You don't seem to understand. Guarantee advanced classes even if there are only 4 students who show up, not make every DCPS classroom 4 students. That'd only add a handful of classes to one highschool; it's not going to have any perceptible impact on the $2.3 billion DCPS budget.


ITA. Plus the moderate impact it will have on school costs will be more than made up by the enrollment increase that will happen when families realize they don't have to find other options for their higher performing children.
Anonymous
Let's face it, you can come up with other acronyms but they are never going to be as catchy as one that goes with the alphabet.
Anonymous
Anonymous wrote:
Anonymous wrote:Your plan would be lovely but is not fiscally possible. Your taxes would be through the roof if DCPS had 3 person MS or HS classes.
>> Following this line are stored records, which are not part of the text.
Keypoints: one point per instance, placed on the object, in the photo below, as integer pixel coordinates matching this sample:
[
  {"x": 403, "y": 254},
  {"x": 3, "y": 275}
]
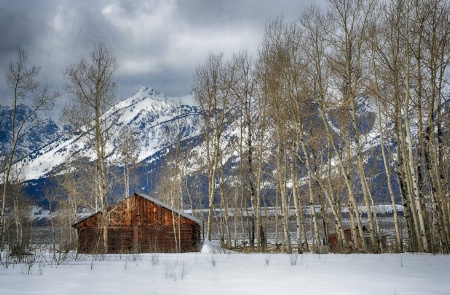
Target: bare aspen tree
[
  {"x": 317, "y": 74},
  {"x": 23, "y": 80},
  {"x": 93, "y": 88},
  {"x": 245, "y": 92},
  {"x": 212, "y": 90}
]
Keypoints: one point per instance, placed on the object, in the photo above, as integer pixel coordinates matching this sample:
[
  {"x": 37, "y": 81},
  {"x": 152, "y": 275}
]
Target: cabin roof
[{"x": 153, "y": 200}]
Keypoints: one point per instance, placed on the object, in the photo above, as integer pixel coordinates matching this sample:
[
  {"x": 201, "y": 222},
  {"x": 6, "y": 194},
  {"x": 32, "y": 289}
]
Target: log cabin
[{"x": 139, "y": 224}]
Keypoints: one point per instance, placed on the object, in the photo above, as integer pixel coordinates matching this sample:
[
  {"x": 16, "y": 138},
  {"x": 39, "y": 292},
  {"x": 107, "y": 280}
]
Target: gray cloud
[{"x": 158, "y": 43}]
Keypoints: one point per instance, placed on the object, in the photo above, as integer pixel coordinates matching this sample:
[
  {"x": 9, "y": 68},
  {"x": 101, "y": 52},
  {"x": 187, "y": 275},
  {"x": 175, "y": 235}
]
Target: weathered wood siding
[{"x": 138, "y": 225}]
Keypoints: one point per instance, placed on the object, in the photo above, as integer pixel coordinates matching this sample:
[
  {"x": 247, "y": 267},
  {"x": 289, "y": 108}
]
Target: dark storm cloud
[{"x": 158, "y": 43}]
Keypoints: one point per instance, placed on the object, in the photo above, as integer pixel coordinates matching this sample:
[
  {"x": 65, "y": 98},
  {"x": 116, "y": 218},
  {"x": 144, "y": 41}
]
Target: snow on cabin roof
[
  {"x": 153, "y": 200},
  {"x": 162, "y": 204}
]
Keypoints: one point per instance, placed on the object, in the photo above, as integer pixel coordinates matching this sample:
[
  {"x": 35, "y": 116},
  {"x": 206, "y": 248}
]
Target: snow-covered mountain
[{"x": 154, "y": 121}]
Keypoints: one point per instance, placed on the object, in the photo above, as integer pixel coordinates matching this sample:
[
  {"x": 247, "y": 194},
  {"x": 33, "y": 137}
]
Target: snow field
[{"x": 233, "y": 273}]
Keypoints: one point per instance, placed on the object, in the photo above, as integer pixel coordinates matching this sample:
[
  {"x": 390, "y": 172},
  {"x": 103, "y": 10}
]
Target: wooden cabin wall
[{"x": 138, "y": 225}]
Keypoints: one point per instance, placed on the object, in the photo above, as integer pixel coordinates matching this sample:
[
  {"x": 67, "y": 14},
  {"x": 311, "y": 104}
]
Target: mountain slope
[{"x": 154, "y": 121}]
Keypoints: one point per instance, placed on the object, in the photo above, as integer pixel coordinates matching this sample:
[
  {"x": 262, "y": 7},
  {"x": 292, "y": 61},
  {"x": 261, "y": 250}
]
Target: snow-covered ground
[{"x": 232, "y": 273}]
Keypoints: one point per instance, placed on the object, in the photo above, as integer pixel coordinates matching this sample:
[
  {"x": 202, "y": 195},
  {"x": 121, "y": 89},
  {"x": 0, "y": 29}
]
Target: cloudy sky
[{"x": 158, "y": 43}]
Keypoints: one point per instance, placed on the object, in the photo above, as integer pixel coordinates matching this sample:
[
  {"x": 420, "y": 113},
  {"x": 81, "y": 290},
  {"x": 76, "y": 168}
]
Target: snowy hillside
[{"x": 154, "y": 121}]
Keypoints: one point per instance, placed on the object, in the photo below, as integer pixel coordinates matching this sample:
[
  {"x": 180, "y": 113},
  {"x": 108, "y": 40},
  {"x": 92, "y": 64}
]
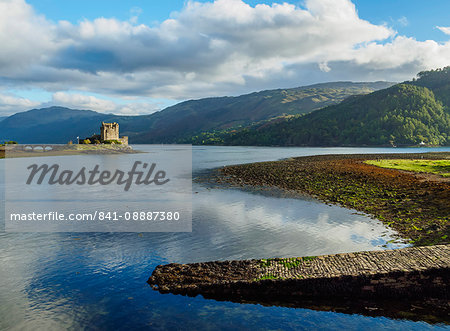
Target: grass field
[{"x": 438, "y": 167}]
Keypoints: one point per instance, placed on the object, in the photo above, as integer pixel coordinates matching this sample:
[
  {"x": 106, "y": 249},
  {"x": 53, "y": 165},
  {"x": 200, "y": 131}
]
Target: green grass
[{"x": 438, "y": 167}]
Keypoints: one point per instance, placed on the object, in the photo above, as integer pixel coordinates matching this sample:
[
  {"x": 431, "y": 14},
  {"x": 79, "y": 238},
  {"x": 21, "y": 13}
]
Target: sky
[{"x": 139, "y": 56}]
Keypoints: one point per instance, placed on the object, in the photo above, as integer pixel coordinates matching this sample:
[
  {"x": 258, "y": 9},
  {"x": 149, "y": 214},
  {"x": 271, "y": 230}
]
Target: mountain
[
  {"x": 59, "y": 124},
  {"x": 404, "y": 114}
]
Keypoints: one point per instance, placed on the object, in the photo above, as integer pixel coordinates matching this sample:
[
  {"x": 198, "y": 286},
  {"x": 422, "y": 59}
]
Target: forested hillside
[{"x": 404, "y": 114}]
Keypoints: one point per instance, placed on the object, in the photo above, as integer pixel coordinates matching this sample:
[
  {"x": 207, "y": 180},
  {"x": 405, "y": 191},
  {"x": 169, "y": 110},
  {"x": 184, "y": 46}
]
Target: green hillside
[
  {"x": 404, "y": 114},
  {"x": 59, "y": 125}
]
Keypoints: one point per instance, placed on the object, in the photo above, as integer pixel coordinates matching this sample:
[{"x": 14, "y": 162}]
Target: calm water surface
[{"x": 98, "y": 280}]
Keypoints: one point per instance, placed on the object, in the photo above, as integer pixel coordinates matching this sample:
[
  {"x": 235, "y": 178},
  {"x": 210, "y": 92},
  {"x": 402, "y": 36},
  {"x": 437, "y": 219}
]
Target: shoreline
[
  {"x": 26, "y": 150},
  {"x": 414, "y": 204},
  {"x": 410, "y": 283}
]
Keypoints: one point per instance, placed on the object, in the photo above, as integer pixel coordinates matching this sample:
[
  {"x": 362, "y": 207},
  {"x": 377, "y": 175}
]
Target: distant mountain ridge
[
  {"x": 411, "y": 113},
  {"x": 59, "y": 124}
]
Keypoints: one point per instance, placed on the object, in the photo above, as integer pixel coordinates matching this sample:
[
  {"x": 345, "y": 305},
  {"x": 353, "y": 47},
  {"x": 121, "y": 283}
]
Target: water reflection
[{"x": 98, "y": 280}]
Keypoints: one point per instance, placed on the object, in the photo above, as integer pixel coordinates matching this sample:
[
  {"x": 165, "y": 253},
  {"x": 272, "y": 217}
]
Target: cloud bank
[{"x": 206, "y": 49}]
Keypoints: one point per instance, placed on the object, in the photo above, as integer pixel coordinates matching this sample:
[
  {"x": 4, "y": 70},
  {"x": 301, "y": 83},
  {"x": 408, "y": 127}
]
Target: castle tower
[{"x": 109, "y": 131}]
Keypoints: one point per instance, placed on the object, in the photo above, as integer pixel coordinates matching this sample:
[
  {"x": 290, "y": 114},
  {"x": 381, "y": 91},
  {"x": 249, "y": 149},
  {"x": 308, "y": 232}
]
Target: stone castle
[{"x": 110, "y": 131}]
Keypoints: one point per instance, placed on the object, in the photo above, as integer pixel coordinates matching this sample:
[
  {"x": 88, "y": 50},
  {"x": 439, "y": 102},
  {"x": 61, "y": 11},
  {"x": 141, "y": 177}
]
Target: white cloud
[
  {"x": 213, "y": 48},
  {"x": 403, "y": 21},
  {"x": 445, "y": 29},
  {"x": 80, "y": 101}
]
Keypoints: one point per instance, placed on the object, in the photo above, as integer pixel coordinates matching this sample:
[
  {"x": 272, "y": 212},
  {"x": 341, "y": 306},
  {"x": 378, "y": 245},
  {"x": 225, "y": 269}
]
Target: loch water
[{"x": 55, "y": 281}]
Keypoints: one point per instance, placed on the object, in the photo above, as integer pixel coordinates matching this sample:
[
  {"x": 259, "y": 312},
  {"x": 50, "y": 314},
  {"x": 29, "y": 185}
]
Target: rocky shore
[{"x": 414, "y": 204}]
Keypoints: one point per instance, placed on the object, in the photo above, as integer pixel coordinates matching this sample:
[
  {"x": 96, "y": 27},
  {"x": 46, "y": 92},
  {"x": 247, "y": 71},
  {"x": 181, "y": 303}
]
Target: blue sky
[
  {"x": 421, "y": 16},
  {"x": 135, "y": 57}
]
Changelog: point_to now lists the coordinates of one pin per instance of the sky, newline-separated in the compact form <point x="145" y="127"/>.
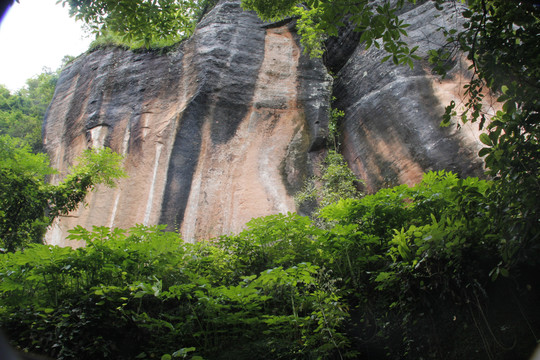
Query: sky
<point x="35" y="34"/>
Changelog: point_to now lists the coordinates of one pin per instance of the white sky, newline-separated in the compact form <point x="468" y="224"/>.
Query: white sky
<point x="36" y="34"/>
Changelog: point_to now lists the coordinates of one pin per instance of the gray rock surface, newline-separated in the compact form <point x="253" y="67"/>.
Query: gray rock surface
<point x="229" y="125"/>
<point x="391" y="132"/>
<point x="225" y="128"/>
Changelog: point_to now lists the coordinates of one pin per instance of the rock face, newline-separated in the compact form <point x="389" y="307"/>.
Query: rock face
<point x="230" y="124"/>
<point x="391" y="132"/>
<point x="219" y="131"/>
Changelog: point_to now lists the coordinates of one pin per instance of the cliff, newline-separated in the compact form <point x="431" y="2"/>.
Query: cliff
<point x="229" y="125"/>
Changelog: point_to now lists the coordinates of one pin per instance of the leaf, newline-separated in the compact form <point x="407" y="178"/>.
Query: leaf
<point x="484" y="138"/>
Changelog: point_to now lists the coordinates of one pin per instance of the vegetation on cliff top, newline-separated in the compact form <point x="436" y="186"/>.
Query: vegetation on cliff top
<point x="445" y="269"/>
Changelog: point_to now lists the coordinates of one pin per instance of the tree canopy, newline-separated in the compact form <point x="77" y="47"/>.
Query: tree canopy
<point x="145" y="21"/>
<point x="22" y="112"/>
<point x="28" y="204"/>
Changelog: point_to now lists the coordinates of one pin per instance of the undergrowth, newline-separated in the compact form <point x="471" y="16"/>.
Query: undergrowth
<point x="407" y="273"/>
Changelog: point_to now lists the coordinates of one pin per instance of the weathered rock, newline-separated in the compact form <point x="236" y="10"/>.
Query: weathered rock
<point x="213" y="134"/>
<point x="229" y="125"/>
<point x="391" y="132"/>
You don't seem to understand. Guarantee advanced classes even if there are only 4 students who show up, not make every DCPS classroom 4 students. That'd only add a handful of classes to one highschool; it's not going to have any perceptible impact on the $2.3 billion DCPS budget.
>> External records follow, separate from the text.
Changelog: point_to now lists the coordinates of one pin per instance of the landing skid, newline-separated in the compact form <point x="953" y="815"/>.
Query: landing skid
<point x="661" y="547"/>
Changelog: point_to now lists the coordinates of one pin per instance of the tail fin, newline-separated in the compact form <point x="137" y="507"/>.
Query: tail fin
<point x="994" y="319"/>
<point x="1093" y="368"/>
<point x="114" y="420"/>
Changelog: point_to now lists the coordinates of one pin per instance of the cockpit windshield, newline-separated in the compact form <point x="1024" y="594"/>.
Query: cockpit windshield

I understand what you meant. I am telling you DCPS cannot support classes with 3 or 4 kids in a class. I know you didn’t mean ALL classes would be 3 kids. It is not feasible and honestly would not work. That’s basically tutoring.
Anonymous
What?
Anonymous
Anonymous wrote:The acronym was formed long, long ago, so all the recent statistics and new feeder patterns and new reasons for using it are not what it was when it was really just people moving or OOB people entering the old lottery trying to figure out which WOTP schools that fed to Deal. It may mean different things to different people today.


Key never fed to Deal. It was an acronym WOTPers that couldn’t afford private/Big3 came up with as code word for safe school with safe white upper class kids.
Anonymous
So what that only 3-4 students would show up to the AP class? Shouldn’t students in all wards have access to a good education? And just as a prop said already, perhaps if DCPS added AP courses to some of the lower enrollment/performance schools, parents would reconsider sending their kids to charters and privates or moving. No AP would be a nonstarter for me but if my IB school offered APs even if it was low performance school, I’d consider it because I know my kid doesn’t need special treatment to do well. But the opportunity for courses should be equal throughout the city.